Me respondió que era la Peste y que su destino era Kiev, donde se le había asignado cobrar la vida de quince mil hombres, y siguió su camino. Yo me quedé allí, a la sombra de un fuerte olmo, e instalé mi tienda de cacería.

Dos días después, pasó una caravana de seres famélicos, que malamente arrastraban sus bultos. En ellos, parecían llevar sus ansías de vida, que aunque grandes, persistentes, eran pesadas como peñascos de ríos. Ansias de vidas agotadas de luchar en contra de la adversidad.

Me dijeron:

-Atrás ha quedado la ciudad devastada por la Peste, y treinta mil hombres muertos. Treinta mil…

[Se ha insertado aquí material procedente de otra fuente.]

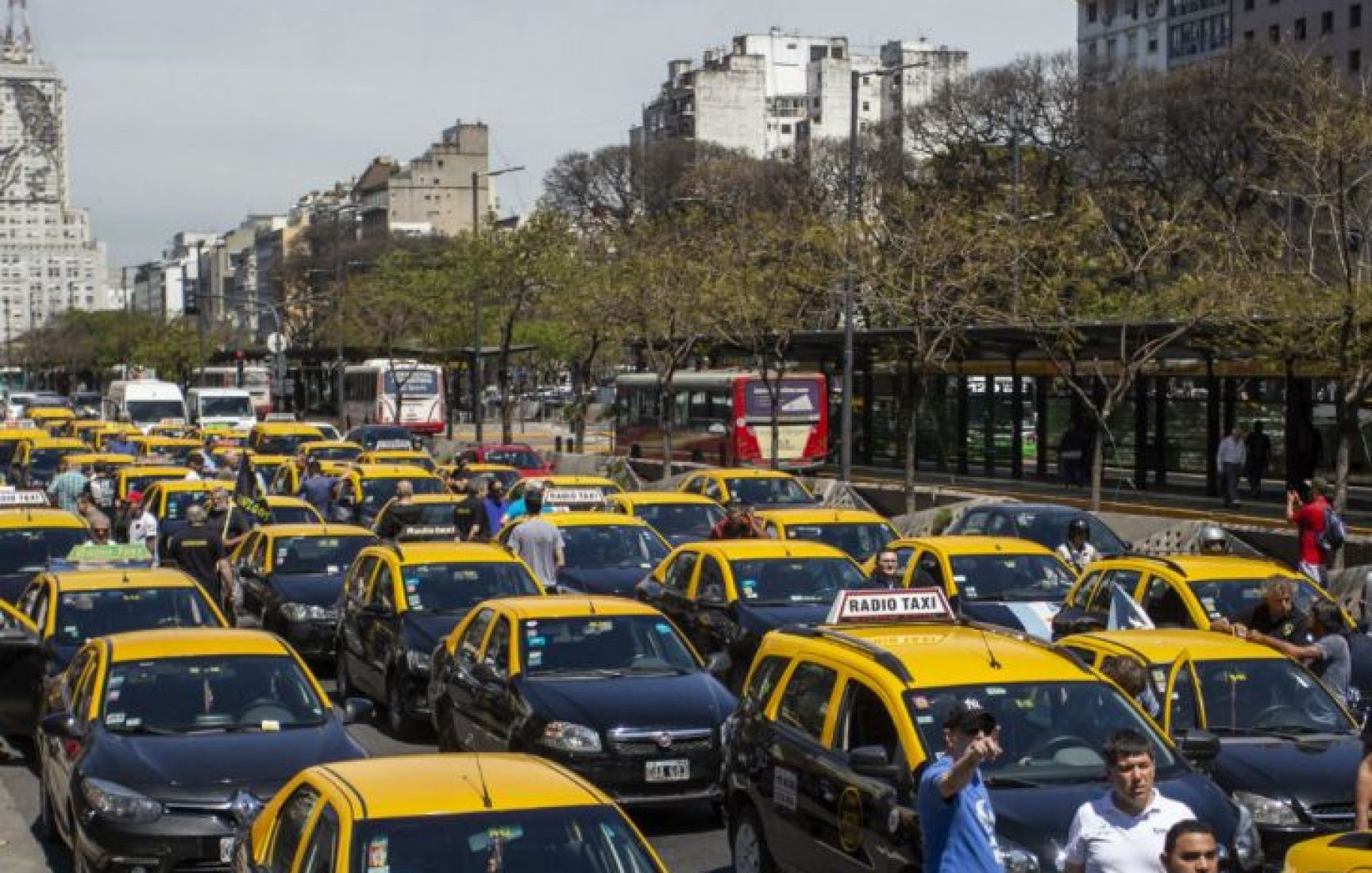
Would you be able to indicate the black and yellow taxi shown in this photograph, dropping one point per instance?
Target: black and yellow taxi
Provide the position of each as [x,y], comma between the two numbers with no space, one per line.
[1281,733]
[151,736]
[604,686]
[291,575]
[30,536]
[1006,582]
[399,601]
[726,595]
[62,609]
[442,813]
[282,437]
[605,552]
[678,516]
[836,725]
[861,533]
[763,490]
[39,461]
[364,488]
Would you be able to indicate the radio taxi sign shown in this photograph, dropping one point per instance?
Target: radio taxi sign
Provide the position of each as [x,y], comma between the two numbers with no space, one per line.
[893,606]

Volví a mi tienda y esperé otros días. Por fin, un atardecer, vi pasar de nuevo al espectro asesino, y le pregunté, maliciosamente, si había matado a los quince mil hombres que me había dicho.

-Sí, maté a los quince mil –me dijo.
-¡Mentirosa! –le grité apretando los puños y escupiendo a sus pies-. Has matado treinta mil.
-No –respondió ella-, yo maté quince mil. Lo demás, murieron de miedo.

No pude evitar reírme a carcajadas. Soy propenso a la risa fácil, en la tragedia y en la fortuna, en la tristeza y en la orgía. La Peste también rió junto a mí. Y yo empecé a gritarle al cielo:

-No tengo miedo, no tengo miedo, a nada le temo, a nada le temo…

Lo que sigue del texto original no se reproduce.